With her naughty stories and cutting remarks, the comic actor spares no blushes – but her account is poignant too

I’m quite sure you picked up this book hoping I’d make you laugh,” Miriam Margolyes writes in her memoir, This Much Is True. She more than delivered. When I was reading it this book on a train, a stranger asked if I was OK because I was crying with laughter at Margolyes’s description of her interview to study English literature at Oxford (“‘Do you like Milton?’ the tutor barked. I did like Milton and could honestly say so. ‘DAMN GOOD POET,’ she boomed, slapping her thigh like a principal boy in pantomime. This convinced me Somerville College would not be the place for me”), and then, many decades later, acclimatising to global fandom after playing Professor Sprout in the Harry Potter films (“Usually when Jews are mobbed in Lithuania, it’s to kill them, but this was because of Harry Potter”). And, of course, there’s the sex. “I am now better known for my naughty stories than almost anything else,” she writes, a little regretfully, although that then sparks a thought about the hilarity of penises (“Such an odd dangler to have”).

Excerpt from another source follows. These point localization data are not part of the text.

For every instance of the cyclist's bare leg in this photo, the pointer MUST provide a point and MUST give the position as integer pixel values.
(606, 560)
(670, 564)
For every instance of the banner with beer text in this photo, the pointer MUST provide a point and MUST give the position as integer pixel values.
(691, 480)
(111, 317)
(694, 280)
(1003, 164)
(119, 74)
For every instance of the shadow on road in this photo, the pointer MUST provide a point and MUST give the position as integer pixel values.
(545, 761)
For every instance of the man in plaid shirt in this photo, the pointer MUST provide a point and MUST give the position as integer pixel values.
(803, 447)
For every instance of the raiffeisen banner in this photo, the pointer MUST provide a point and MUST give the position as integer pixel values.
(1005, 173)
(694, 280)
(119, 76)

Margolyes is one of Britain’s most prolific actors, whose career began with the Cambridge Footlights in one of its more legendary phases, not that she has any sentimentality about it. She was the only girl in the show and the boys showed her “studied cruelty”: John Cleese, Bill Oddie and Graham Chapman were “total shits,” she writes. “My dislike of that whole, largely male, world of comedy has never left me.” The Footlights lot “thought I was a jumped-up, pushy, overconfident, fat little Jew”.